Amiante: Dans le Denaisis, le combat des victimes pour la justice

Le 1er décembre dernier, devant les grilles d'Eternit, à Thiant.
Dans le Hainaut, et plus particulièrement dans le Denaisis, à Thiant, les victimes de l'amiante ont appris avec soulagement la mise en examen d'un haut dirigeant d'Eternit.
C'est une victoire importante pour les victimes de l'amiante. Mardi 24 novembre, Joseph Cuvelier, dirigeant de 1972 à 1994 du groupe Eternit, le plus gros producteur d'amiante-ciment de l'hexagone, était mis en examen pour «blessures et homicides involontaires» par la juge d'instruction Marie-Odile Bertella-Geoffroy, du pôle judiciaire de santé publique à Paris. Et ce, treize années après la première plainte déposée par le CAPER *. Il lui est notamment reproché « l'absence de mesures de sécurité nécessaires pour protéger les salariés de l'exposition aux fibres d'amiante dans les cinq usines françaises du groupe », dont celle de Thiant, près de Denain.
Symbole
Cette décision est un symbole fort, car c'est tout simplement la première fois qu'un haut responsable (et non un simple directeur) est amené à s'expliquer devant la justice. Une victoire qui rappelle ce premier pas franchi en 2002 lorsque la Cour de cassation de Paris avait reconnu la faute inexcusable des employeurs de ces usines.
Dans l'arrondissement du Hainaut, et plus particulièrement dans le Denaisis, la nouvelle de cette mise en examen a été ressentie comme un immense soulagement. Environ 850 personnes sont déclarées «contaminées» dans le bassin, et plus de 400 sont mortes de l'amiante depuis 1995, après avoir travaillé dans le site Eternit de Thiant, petite commune de 2 600 âmes, et où l'entreprise employait encore il y a trente ans, près de 2 600 personnes.
Jusqu'en 1995, on fabriquait ici des taules ondulées en fibrociment.
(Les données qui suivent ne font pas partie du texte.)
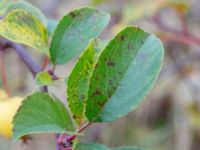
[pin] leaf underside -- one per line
(40, 113)
(34, 11)
(21, 27)
(78, 81)
(74, 32)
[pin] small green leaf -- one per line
(128, 148)
(21, 27)
(40, 113)
(34, 11)
(78, 80)
(4, 4)
(125, 72)
(44, 78)
(92, 146)
(74, 32)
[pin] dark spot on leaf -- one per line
(110, 63)
(122, 38)
(100, 104)
(73, 15)
(96, 93)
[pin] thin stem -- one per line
(45, 63)
(3, 75)
(173, 35)
(54, 68)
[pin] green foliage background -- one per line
(169, 119)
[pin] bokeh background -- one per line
(169, 118)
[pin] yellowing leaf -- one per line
(8, 108)
(21, 27)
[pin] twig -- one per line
(3, 74)
(172, 35)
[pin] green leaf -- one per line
(92, 146)
(128, 148)
(21, 27)
(78, 80)
(44, 78)
(40, 113)
(125, 72)
(34, 11)
(74, 32)
(51, 26)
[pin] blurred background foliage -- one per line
(169, 118)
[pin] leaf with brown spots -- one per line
(125, 72)
(78, 80)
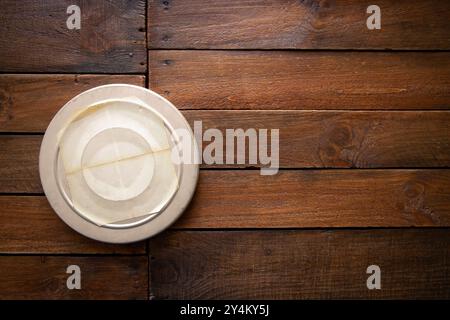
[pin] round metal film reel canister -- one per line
(110, 163)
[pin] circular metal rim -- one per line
(49, 148)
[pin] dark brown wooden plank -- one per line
(336, 139)
(290, 199)
(316, 139)
(276, 24)
(35, 277)
(301, 80)
(320, 198)
(28, 102)
(35, 37)
(19, 164)
(300, 264)
(29, 225)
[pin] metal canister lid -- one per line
(108, 163)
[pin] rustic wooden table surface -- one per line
(364, 146)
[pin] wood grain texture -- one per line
(290, 199)
(319, 199)
(29, 225)
(35, 37)
(296, 264)
(336, 139)
(276, 24)
(19, 164)
(44, 277)
(28, 102)
(301, 80)
(316, 139)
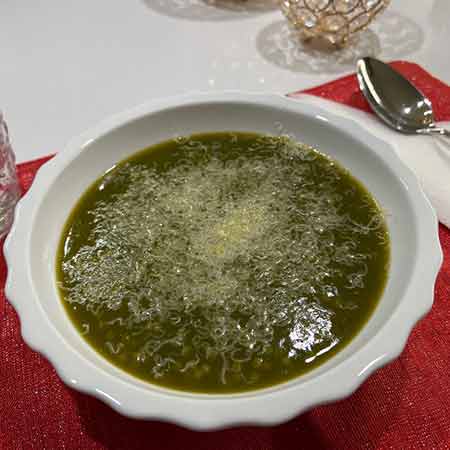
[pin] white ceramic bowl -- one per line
(30, 251)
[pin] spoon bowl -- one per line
(395, 100)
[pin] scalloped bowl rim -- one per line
(206, 412)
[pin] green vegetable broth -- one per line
(223, 262)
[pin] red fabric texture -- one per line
(405, 405)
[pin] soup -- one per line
(223, 262)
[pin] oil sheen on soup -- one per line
(223, 262)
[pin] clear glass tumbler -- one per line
(9, 183)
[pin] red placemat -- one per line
(403, 406)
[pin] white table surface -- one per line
(66, 65)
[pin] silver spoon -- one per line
(395, 100)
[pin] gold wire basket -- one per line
(331, 21)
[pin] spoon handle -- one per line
(434, 130)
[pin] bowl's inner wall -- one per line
(353, 148)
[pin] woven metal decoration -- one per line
(332, 21)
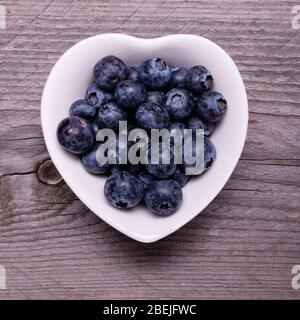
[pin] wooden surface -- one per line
(242, 246)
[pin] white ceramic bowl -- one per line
(71, 76)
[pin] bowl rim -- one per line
(103, 216)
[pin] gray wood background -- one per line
(245, 243)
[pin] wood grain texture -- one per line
(243, 245)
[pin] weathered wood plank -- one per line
(243, 245)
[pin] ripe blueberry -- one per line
(152, 116)
(198, 80)
(154, 73)
(76, 135)
(130, 94)
(178, 103)
(211, 106)
(109, 116)
(109, 71)
(123, 190)
(163, 197)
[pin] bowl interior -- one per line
(71, 76)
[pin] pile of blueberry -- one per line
(150, 96)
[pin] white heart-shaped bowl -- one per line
(68, 82)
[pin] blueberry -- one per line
(90, 163)
(178, 78)
(151, 115)
(163, 197)
(95, 126)
(82, 109)
(133, 74)
(161, 170)
(195, 123)
(76, 135)
(155, 96)
(179, 104)
(109, 71)
(130, 94)
(108, 97)
(177, 125)
(95, 96)
(211, 106)
(198, 79)
(180, 176)
(134, 169)
(145, 177)
(109, 116)
(209, 154)
(123, 190)
(154, 73)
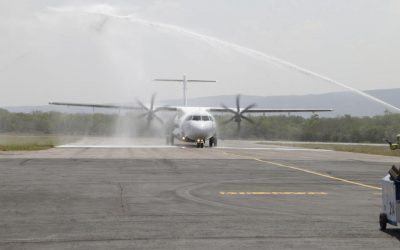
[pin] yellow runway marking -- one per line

Du ciment qui, une fois mêlé aux fibres d'amiante, le «minerai magique», gagnait une résistance à toute épreuve. (L'entreprise porte le nom d'Eternit pour «éternité», un argument commercial plutôt solide...) Autre avantage, l'amiante demeure très peu coûteux.
Scandale
Le scandale avait éclaté cette même année 95, lorsqu'une équipe de journaliste d'Envoyé Spécial était venue filmer l'intérieur de l'usine de Thiant. La France découvrait alors, stupéfaite, que les ouvriers ouvraient des sacs d'amiante au couteau sans peu ou pas de protection... En 1997, à la faveur de ces révélations, l'amiante était définitivement interdit dans le pays.
Mais, malgré tout, rien n'est encore gagné pour les victimes de l'amiante, et la mise en examen de Joseph Cuvelier, si elle est un pas conséquent, ne promet toutefois pas qu'un jour se déroule ce qu'ils attendent: un procès pénal de ceux qu'ils jugent responsables de cette hécatombe. De ceux qu'ils appellent d'une même voix « les empoisonneurs ».
Un procès pénal que le député-maire de Denain, Patrick Roy, réclame de toutes ses forces à l'Assemblée nationale. Cette semaine, il a ainsi exprimé sa «colère » face à cette situation, dénonçant une certaine nonchalance du gouvernement. L'élu socialiste estime en effet que l'Etat n'accorde pas assez de moyens judiciaires pour que les enquêtes puissent aboutir.
Selon Patrick Roy, l'espoir de voir un jour un procès pénal de l'amiante «s'enlise».
Le 15 décembre prochain, il a rendez-vous avec la garde des Sceaux, Michèle Alliot-Marie, pour obtenir des moyens supplémentaires. Et peut-être gravir une troisième marche décisive dans ce combat...
Julien Damien
* Le CAPER est le comité amiante prévenir et réparer, créé en 1995 par des syndicalistes CGT d'Eternit Thiant, et qui vise à soutenir les victimes de l'amiante.